In our bathroom we have a wall-hanging with Ecclesiastes 3:1-8 on it:
There is a time for everything, and a season for every activity under heaven.
a time to be born and a time to die,
a time to plant and a time to uproot,
a time to kill and a time to heal,
a time to tear down and a time to build,
a time to weep and a time to laugh,
a time to mourn and a time to dance,
a time to scatter stones and a time to gather them,
a time to embrace and a time to refrain from embracing,
a time to search and a time to give up,
a time to keep and a time to throw away,
a time to tear and a time to mend,
a time to be silent and a time to speak
,a time to love and a time to hate,
a time for war and a time for peace.
I love this passage; almost every time I glance at the wall-hanging I spend a moment thinking about some particular phrase in it. In fact, I've been pondering the idea of doing a blog series about it ... someday. (I suppose if there is a time for everything, then that time will come.)
But the part that has struck me the most in the last while is this pairing:
A time to weep, and a time to laugh.
When I look back at the past three months from the time of my mom's illness to her death and afterward, I remember so many laugh-out-loud moments.
The day we took Mom to the hospital and she was admitted, Dad and I were helping her into the van. She was very weak, but as she climbed in, she said, "Well, they'll be able to tell we're from the country: we're all wearing plaid." And we were! It was not at all unusual for my mom and dad both to be wearing plaid, as this photo attests -- but I was, too.

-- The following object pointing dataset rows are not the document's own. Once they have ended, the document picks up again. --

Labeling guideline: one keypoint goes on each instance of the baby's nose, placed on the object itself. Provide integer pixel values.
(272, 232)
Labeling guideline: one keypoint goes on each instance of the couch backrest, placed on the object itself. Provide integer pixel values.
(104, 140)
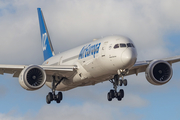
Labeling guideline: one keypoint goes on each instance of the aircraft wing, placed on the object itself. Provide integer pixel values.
(140, 66)
(50, 70)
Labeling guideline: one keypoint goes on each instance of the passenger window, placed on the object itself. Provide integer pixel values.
(122, 45)
(116, 46)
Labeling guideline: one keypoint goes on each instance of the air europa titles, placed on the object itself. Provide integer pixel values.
(89, 50)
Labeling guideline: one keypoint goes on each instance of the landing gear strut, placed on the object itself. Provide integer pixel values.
(113, 93)
(52, 95)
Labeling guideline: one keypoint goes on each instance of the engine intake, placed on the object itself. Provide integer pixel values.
(159, 72)
(32, 77)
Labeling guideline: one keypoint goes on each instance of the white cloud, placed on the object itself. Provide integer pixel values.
(86, 111)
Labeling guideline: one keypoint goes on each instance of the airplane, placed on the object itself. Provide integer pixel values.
(106, 59)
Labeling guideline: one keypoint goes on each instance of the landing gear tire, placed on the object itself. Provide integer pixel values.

In the early days after she was hospitalized, Mom was very confused. She had high calcium in her blood, and was being given fluids and IV meds to bring it down. During that time she said some very strange things. Of course if someone were in a chronic state of hallucination and confusion due to mental illness or dementia, it could be terrible for that person and his or her loved ones; I don't want to make light of that. But there were many times when we couldn't help laughing. Mom kept talking about letters -- "how the D's and the F's were all coming in waves" -- and at one point she looked right at me and said, "And I just didn't know how to interpret that!" She said once (and keep in mind this was August), "It must be snowy out there; they put these green leggings on me. Well, my legs always were my best feature." She pointed at one of my brothers and said, "He's the sign of the promised land, you know." And when my cousin, who had lost her hair due to chemotherapy and was wearing a knitted hat, came in to the hospital to visit, Mom looked at her for a while and then said, "What does she do with that hat?" ("Uh -- wear it," my cousin laughed.)
When Mom was more back to herself mentally and helping -- from her hospital bed -- to direct the packing for Dad's move to the apartment, she told one of my brothers that she really should be at the house herself to make those decisions. "After all," she said, "It was my kingdom."
A day or two before her death, Dad told Mom that she was the best woman he'd ever met. Her response: "You haven't met many women."
I'm glad that sentence is there in the Ecclesiastes passage, telling us that there is a time when it's good and right to laugh. But I'm sure the writer isn't talking about malicious laughter at others' expense or cheap laughter at vulgar things (sitcoms come to mind). Rather, the moments of laughter that I've described seemed to happen when we were living intensely and deeply at the heart of life, not just skimming the surface of existence. I've never had that experience before of spending hours and days at a person's bedside, watching for signs, counting breaths. These times were accompanied by so many feelings: sorrow, exhaustion, gratitude, hope, fear ... and laughter. I look back and think, "We really lived during that time."
There was weeping, too. But right now, I'm remembering the laughter.